I have mentioned that I love my neighborhood, right?

On Fantasy

 Fantasy is silver and scarlet, indigo and azure, obsidian veined with gold and lapis lazuli. Reality is plywood and plastic, done up in mud brown and olive drab. Fantasy tastes of habaneros and honey, cinnamon and cloves, rare red meat and wines as sweet as summer. Reality is beans and tofu, and ashes at the end. Reality is the strip malls of Burbank, the smokestacks of Cleveland, a parking garage in Newark. Fantasy is the towers of Minas Tirith, the ancient stones of Gormenghast, the halls of Camelot. Fantasy flies on the wings of Icarus, reality on Southwest Airlines. Why do our dreams become so much smaller when they finally come true?

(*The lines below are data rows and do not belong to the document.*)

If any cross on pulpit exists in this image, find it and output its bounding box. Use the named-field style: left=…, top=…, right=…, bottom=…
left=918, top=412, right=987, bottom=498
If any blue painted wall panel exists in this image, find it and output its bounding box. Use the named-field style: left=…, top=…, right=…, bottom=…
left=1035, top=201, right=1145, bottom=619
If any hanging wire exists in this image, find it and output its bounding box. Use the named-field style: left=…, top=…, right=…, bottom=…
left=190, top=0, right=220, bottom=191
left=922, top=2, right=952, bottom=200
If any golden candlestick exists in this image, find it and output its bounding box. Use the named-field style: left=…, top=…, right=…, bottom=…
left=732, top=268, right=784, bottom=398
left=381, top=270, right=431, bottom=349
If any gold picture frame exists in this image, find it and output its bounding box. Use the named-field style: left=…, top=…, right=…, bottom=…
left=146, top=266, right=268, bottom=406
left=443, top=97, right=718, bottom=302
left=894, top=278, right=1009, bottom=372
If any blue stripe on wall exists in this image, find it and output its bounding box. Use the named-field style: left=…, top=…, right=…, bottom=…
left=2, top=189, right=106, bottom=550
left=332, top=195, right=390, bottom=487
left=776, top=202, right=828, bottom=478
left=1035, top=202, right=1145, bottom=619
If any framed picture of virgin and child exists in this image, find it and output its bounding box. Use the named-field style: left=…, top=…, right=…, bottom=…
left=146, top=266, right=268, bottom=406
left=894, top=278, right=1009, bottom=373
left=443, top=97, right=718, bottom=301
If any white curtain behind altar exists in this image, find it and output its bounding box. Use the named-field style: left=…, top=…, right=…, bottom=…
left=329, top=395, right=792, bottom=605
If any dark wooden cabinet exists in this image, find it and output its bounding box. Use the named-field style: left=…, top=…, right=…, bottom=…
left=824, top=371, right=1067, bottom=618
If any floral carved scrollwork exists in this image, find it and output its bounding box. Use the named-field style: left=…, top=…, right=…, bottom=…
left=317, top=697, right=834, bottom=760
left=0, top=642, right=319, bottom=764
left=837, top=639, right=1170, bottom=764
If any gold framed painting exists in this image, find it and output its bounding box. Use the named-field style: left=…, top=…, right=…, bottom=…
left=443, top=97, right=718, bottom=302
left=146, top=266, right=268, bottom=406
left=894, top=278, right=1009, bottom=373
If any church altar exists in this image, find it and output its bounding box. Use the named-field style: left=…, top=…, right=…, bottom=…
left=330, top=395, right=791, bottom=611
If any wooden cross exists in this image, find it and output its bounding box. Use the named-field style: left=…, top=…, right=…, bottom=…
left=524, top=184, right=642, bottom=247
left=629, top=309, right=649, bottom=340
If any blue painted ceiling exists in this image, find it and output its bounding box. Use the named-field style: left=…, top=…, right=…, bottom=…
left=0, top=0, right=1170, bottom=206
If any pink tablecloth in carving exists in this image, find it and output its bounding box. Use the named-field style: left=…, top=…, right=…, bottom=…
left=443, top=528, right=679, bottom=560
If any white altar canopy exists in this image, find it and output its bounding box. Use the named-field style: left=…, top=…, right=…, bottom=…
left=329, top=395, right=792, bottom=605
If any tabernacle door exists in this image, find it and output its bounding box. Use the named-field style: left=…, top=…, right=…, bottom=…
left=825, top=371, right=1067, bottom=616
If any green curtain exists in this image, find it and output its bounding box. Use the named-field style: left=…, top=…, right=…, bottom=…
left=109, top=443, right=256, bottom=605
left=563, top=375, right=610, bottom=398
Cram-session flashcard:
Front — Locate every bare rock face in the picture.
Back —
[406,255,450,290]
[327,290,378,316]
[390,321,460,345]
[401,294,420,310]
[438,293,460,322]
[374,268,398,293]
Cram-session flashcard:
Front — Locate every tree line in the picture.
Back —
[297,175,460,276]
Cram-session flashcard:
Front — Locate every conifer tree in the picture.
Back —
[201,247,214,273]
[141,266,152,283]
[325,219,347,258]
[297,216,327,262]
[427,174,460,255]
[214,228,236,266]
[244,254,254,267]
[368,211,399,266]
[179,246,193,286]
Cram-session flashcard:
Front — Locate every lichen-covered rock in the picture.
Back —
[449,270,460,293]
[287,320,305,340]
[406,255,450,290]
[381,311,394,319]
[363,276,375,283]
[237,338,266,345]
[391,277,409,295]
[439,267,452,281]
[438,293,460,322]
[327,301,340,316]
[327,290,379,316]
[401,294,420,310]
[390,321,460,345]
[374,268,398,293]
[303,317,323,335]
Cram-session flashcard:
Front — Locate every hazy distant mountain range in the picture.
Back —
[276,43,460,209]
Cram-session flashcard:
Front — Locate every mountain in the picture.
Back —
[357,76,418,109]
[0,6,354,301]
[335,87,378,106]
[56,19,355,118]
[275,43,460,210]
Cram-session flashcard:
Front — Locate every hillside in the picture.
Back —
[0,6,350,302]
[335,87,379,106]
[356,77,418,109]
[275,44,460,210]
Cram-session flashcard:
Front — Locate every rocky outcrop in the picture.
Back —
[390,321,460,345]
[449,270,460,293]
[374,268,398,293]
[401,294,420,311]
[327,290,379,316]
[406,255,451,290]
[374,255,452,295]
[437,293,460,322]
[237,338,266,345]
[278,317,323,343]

We read fantasy to find the colors again, I think. To taste strong spices and hear the songs the sirens sang. There is something old and true in fantasy that speaks to something deep within us, to the child who dreamt that one day he would hunt the forests of the night, and feast beneath the hollow hills, and find a love to last forever somewhere south of Oz and north of Shangri-La.

-George R. R. Martin, author

**********

I feel much the same way as GRRM about fantasy—that it connects us to a deep internal knowledge and history of our own psyches, and recalls something huge and eternal in us.  Epic fantasy, when I was in middle and high school, assured me that there was so much more worth living for than my schools and community were trying to tell me.

But I’m not sure about his dim view of reality…as opposed to the disposable and shallow nature of much of what is sold to us as “reality,” and told we have to accept as the scope of our adult lives.

May I suggest, that if strip malls, plastic and plywood define your reality, and you don’t like it…you’re doing reality wrong.

Because reality is all that stuff, George, but reality is also—

The whistle and rumbling murmur of an early-morning train.

Reality is the first pale green shoots of peppermint pushing up through the dirt in March.

Reality is the guy who plays Simon and Garfunkel’s “El Condor Pasa” on Peruvian pan pipes in the Times Square subway station.

Reality is the stunning silence of a great blue heron taking flight.

Reality is the old Hispanic men in my neighborhood who sit outside in the summertime, playing an eternal sidewalk game of dominos with their boomboxes turned up loud.

Reality is sunset over the Hudson River.

Reality is moonlight, starlight, candle light, lantern light.

Reality is creaky old bookstores, and the thrill of reading a forbidden book hidden between the shelves.

Reality is the feel of sand as soft as cake flour under your feet.

Reality is the smell of wood smoke on the first cold night of fall.

Reality is stained glass, dark coffee, red wine, rosewood incense.  The brush of a fat cat around your ankles, the way evening light moves over the Brooklyn Bridge and tops of the sycamore trees, rooftop Fourth of July parties with the sky on fire around you, waking up on a foggy morning in the Catskill mountains, the sound of the concertmaster tuning an orchestra, tiny cemeteries behind old churches, hidden waterfalls, thunder in a snowstorm, the way deer’s eyes shine in the dark in a flashlight beam.

Nurture magic, wonder, and beauty wherever they occur in your life.  They are real—far more real than strip malls, suburban office parks, and Disneyland—whatever anyone tells you.

Sunset over the far west side of Manhattan, from our rehearsal studio last night.